Гондола направилась к западу по Большому каналу, прошла мимо залитого солнцем купола церкви Санта-Мария делла Салюте и свернула на канал Сан-Даниэле. Навстречу прошла другая гондола с двумя усердно трудившимися гондольерами, которая увозила мессера Корнера из Ка’ Пиццамано.

Вендрамин прибыл как нельзя кстати — граф как раз собирался послать за ним. Он даже уже сказал об этом, когда за окном раздался плеск воды, разрезаемой носом приближающейся гондолы, и меланхоличный оклик гондольера. Доменико, стоявший у раскрытой стеклянной двери, вышел на балкон и перегнулся через перила.

— Можешь не хлопотать, — сказал он. — Вендрамин уже здесь.
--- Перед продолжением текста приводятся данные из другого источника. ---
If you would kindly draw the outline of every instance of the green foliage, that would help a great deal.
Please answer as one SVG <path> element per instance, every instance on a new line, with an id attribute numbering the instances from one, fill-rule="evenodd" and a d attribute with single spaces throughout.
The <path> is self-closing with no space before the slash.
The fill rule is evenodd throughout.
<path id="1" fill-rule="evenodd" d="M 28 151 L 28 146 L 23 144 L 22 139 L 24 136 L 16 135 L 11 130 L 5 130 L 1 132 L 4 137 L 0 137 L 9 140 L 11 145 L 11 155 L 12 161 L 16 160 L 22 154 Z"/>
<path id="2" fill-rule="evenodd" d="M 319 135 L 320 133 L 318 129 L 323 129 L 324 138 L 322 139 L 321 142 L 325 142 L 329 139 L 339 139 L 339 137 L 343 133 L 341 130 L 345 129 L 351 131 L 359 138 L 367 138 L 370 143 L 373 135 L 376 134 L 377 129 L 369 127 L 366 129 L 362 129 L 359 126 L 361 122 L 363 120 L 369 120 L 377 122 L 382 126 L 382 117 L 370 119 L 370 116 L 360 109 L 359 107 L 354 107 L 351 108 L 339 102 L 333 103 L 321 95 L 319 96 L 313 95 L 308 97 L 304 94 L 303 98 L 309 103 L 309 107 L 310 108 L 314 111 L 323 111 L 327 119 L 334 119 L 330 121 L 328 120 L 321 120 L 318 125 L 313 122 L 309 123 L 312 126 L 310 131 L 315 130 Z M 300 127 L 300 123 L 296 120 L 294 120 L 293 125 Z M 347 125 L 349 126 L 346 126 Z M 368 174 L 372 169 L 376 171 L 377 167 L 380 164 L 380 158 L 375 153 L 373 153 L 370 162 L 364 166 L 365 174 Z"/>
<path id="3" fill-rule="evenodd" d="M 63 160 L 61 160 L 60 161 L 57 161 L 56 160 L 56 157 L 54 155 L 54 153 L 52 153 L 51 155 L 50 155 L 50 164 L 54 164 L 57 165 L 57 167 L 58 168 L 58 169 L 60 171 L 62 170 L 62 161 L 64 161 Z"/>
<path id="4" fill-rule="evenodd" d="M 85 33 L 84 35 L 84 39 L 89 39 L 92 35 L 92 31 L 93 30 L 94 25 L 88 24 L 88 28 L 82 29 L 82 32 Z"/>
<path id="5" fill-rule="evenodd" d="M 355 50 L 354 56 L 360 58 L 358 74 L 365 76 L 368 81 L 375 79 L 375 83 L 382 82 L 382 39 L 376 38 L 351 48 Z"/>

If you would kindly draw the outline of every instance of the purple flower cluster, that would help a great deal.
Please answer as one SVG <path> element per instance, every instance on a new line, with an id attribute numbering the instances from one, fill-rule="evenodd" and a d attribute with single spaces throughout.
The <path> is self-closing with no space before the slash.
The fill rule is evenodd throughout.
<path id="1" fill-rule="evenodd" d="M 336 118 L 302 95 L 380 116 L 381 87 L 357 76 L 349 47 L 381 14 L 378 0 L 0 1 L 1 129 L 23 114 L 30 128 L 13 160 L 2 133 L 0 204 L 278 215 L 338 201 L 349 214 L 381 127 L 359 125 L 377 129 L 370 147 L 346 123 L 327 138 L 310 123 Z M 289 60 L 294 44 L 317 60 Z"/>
Лицо графа немного просветлело. Он заметил, что это очень своевременно, и опять выразил удивление по поводу того, что Вендрамин отсутствовал больше недели.

— Ну да, как раз с того дня, когда на Марка было совершено покушение.

Он произнес это так сухо, что граф бросил на него пристальный взгляд.

— Ты считаешь, тут есть какая-то связь?

— Возможно. Во всяком случае, я думаю, нежелательно, чтобы Вендрамин знал, откуда к тебе поступила информация о планах французов.

— На что ты намекаешь?

— Раненого Марка отнесли во французское посольство. Если об этом станет известно, то это может кончиться для него очень плохо. Наверное, тебе лучше просто сказать, что ты имеешь все основания полагать, что таковы намерения французов. А если ты упомянешь о только что состоявшемся визите мессера Корнера, то Леонардо решит, что он и принес тебе эти сведения.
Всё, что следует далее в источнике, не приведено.